Iraqi forces pressed a counter-attack on Saddam Hussein's hometown of Tikrit Sunday as Russia delivered Sukhoi warplanes to aid Baghdad in what diplomats warn is an existential battle against Sunni militants.
Government planes pounded Tikrit with air strikes and clashes broke out across the city Sunday, witnesses said, as thousands of troops advanced in the most ambitious operation Iraqi forces have carried out since insurgents led by the jihadist Islamic State of Iraq and the Levant overran swathes of five provinces weeks earlier.
World leaders, alarmed by the pace of the reverses in Iraq, have meanwhile urged a speeding up of government formation following April elections, warning that the conflict, driven by sectarian divides, cannot be resolved militarily.
And while beleaguered Prime Minister Nuri al-Maliki has conceded that a political solution is necessary to end the crisis, his security spokesman has for days touted successes in the Tikrit operation that could be crucial not only tactically, but also for morale in the security forces.

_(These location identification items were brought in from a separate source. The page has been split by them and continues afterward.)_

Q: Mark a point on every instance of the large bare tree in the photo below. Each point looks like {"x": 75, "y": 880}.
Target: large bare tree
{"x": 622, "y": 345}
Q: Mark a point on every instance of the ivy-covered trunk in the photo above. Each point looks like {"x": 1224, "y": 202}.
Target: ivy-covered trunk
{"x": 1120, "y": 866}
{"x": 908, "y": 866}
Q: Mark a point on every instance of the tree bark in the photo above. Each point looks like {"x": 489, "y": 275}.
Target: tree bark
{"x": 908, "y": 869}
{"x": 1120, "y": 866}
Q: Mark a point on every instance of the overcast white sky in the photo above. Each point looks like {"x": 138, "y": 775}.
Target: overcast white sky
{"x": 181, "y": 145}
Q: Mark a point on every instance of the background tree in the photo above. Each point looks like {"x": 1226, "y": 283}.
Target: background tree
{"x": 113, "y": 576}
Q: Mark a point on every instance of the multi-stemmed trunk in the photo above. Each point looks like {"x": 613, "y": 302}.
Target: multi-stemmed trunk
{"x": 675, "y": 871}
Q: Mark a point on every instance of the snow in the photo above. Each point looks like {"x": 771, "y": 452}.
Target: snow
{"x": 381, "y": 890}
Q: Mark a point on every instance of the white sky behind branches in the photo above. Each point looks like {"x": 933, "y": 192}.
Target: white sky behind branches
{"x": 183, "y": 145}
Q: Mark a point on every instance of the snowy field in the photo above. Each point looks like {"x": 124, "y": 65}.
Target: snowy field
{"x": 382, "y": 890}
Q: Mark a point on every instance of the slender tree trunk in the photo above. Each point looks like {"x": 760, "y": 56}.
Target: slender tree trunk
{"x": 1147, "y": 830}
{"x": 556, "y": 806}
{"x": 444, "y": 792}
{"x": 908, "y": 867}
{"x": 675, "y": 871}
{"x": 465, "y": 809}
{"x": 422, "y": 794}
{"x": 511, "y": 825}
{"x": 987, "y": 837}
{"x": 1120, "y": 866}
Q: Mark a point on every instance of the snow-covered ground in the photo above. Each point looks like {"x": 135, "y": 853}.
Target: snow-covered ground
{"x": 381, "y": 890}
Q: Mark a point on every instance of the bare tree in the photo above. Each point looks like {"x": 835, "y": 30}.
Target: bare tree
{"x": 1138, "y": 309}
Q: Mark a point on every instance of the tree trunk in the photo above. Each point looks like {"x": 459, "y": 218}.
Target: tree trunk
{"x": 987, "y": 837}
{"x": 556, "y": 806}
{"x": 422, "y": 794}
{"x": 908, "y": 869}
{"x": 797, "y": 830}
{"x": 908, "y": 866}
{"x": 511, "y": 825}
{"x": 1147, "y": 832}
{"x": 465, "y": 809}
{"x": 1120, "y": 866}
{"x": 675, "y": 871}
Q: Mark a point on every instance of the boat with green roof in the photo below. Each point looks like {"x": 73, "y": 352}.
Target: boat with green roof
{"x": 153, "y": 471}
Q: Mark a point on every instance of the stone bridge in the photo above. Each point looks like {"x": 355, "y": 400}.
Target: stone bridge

"The security forces are advancing from different areas" around Tikrit, lieutenant general Qassem Atta told reporters. "There are ongoing clashes."
Atta said that troops had detonated bombs planted along routes leading to the city, which fell to militants more than two weeks ago.
Witnesses in the city itself, meanwhile, reported waves of government air strikes in various areas of central Tikrit and Saddam's palace compound in the city.
The Iraqi forces, according to Atta, are coordinating with recently-arrived US military advisers in "studying important targets."
Also Sunday, fighters backed by the Kurdish peshmerga force were advancing on the Shiite-majority village of Basheer, south of Kirkuk that was taken over by militants during the offensive, officials said.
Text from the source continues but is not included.